Ein besonderer Impuls für die Entwicklung des P160C ging auch vom wachsenden Marktdruck aus, vor allem durch die Großaufträge für den Start von Satelliten der Konstellation Project Kuiper des US-Unternehmens Amazon. Die meisten der 18 geplanten Ariane-6-Starts für dieses Programm sollen den P160C nutzen, was Dutzende von im Voraus bestellten Motoren bedeutet. Solche umfangreichen kommerziellen Verträge gaben die nötige Sicherheit, dass es sich lohnt, in einen neuen, stärkeren Motor zu investieren und die Startinfrastruktur daran anzupassen.
Industriekette: Ein Motor aus mehreren europäischen Staaten
Der P160C ist ein typisches Beispiel für ein europäisches Industrie-Mosaik, bei dem Schlüsselkomponenten in verschiedenen Ländern entstehen und die endgültige Integration in Französisch-Guyana erfolgt. Das Verbundgehäuse des Motors wird von Avio in den Werken in Colleferro, unweit von Rom, hergestellt. Dort wird mithilfe von automatisiertem Wickeln und Legen von harzimprägnierten Kohlenstofffasern ein massiver Zylinder gefertigt, der hohen Drücken und Temperaturen standhalten muss, aber gleichzeitig leicht genug bleiben muss, um den Nutzlastgewinn nicht aufzuzehren.

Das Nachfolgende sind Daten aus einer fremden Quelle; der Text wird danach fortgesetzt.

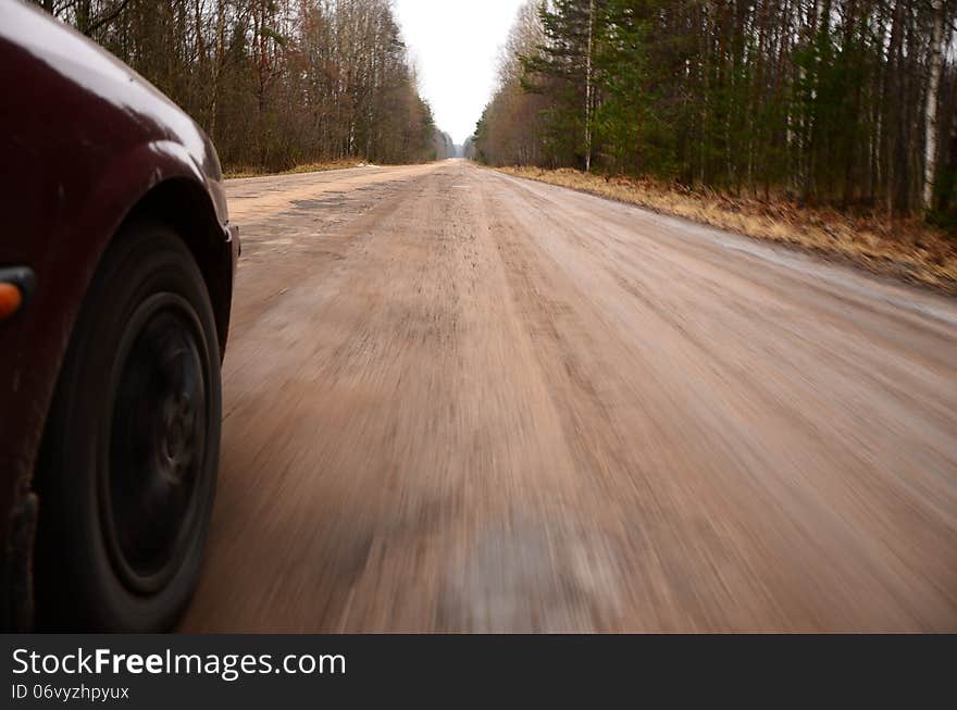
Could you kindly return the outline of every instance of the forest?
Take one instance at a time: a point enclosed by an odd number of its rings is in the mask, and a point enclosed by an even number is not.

Die Düse – das Herz jedes Raketenmotors – wird von der ArianeGroup in Le Haillan bei Bordeaux hergestellt. Es kommen hochresistente Verbundwerkstoffe zum Einsatz, die Temperaturen um 3000 Grad Celsius standhalten und gleichzeitig eine präzise Formgebung der Innengeometrie ermöglichen, um den maximalen Schub aus dem Motor „herauszuholen“. Die Düse ist kardanisch gelagert, was bedeutet, dass sie in mehrere Richtungen geschwenkt werden kann, um so den Schubvektor zu steuern und den Flug der Rakete zu stabilisieren.

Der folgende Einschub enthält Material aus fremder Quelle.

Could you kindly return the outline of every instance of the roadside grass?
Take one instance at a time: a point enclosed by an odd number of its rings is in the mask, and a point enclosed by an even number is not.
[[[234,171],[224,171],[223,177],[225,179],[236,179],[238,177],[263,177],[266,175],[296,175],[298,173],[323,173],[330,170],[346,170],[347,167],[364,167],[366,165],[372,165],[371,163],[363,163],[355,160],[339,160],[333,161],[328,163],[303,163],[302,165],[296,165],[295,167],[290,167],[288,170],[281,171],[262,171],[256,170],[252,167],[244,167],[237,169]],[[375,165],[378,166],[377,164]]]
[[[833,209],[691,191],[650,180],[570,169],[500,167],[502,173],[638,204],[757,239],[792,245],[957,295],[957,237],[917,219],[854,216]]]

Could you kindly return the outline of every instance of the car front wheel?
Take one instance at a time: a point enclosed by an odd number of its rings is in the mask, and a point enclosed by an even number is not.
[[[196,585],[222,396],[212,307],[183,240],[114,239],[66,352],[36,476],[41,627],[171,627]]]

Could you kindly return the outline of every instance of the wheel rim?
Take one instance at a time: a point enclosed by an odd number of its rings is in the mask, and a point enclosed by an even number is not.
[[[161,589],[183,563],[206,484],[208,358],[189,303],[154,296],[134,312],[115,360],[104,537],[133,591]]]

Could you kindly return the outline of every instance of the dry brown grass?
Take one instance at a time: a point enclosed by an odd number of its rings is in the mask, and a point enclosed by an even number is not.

Das dritte Schlüsselelement ist die Verbund-Zündpatrone, d. h. das System für die initiale Zündung des Motors, das vom norwegischen Unternehmen Nammo in Raufoss unter der Verantwortung von Avio entwickelt und produziert wird. Seine Aufgabe ist es, eine zuverlässige und gleichmäßige Zündung der gesamten Stufe zu gewährleisten, wobei es extrem wichtig ist, dass sich der Kammerdruck mit der genau vorhergesehenen Geschwindigkeit aufbaut, ohne plötzliche Sprünge, die die Struktur beschädigen könnten.
Die letzte Phase der Produktion findet in Französisch-Guyana statt, wo die Gemeinschaftsunternehmen Regulus und Europropulsion den Motor mit Treibstoff füllen und die Endmontage durchführen. Die fertigen Motoren werden anschließend per Straße und Schiene innerhalb des Raumfahrtzentrums zu den Montagehallen für Ariane 6 und Vega transportiert, wo sie mit dem Rest des Trägersystems verbunden werden.
Warum Booster-Motoren entscheidend für Trägersysteme sind
Obwohl im Alltagssprachgebrauch oft die Synonyme „Motor“ und „Booster“ verwendet werden, unterscheiden Ingenieure zwischen diesen Begriffen. Ein Booster ist ein seitlich am Träger montierter Raketenmotor, der dafür zuständig ist, während der ersten Flugminuten den größten Teil des Schubs zu liefern. Im Fall der Ariane 6 liefern die Booster etwa 90 Prozent des Gesamtschubs beim Start, während die zentrale kryogene Stufe die Rolle des Hauptantriebs erst übernimmt, nachdem die Booster ihre Arbeit getan haben und abgetrennt wurden.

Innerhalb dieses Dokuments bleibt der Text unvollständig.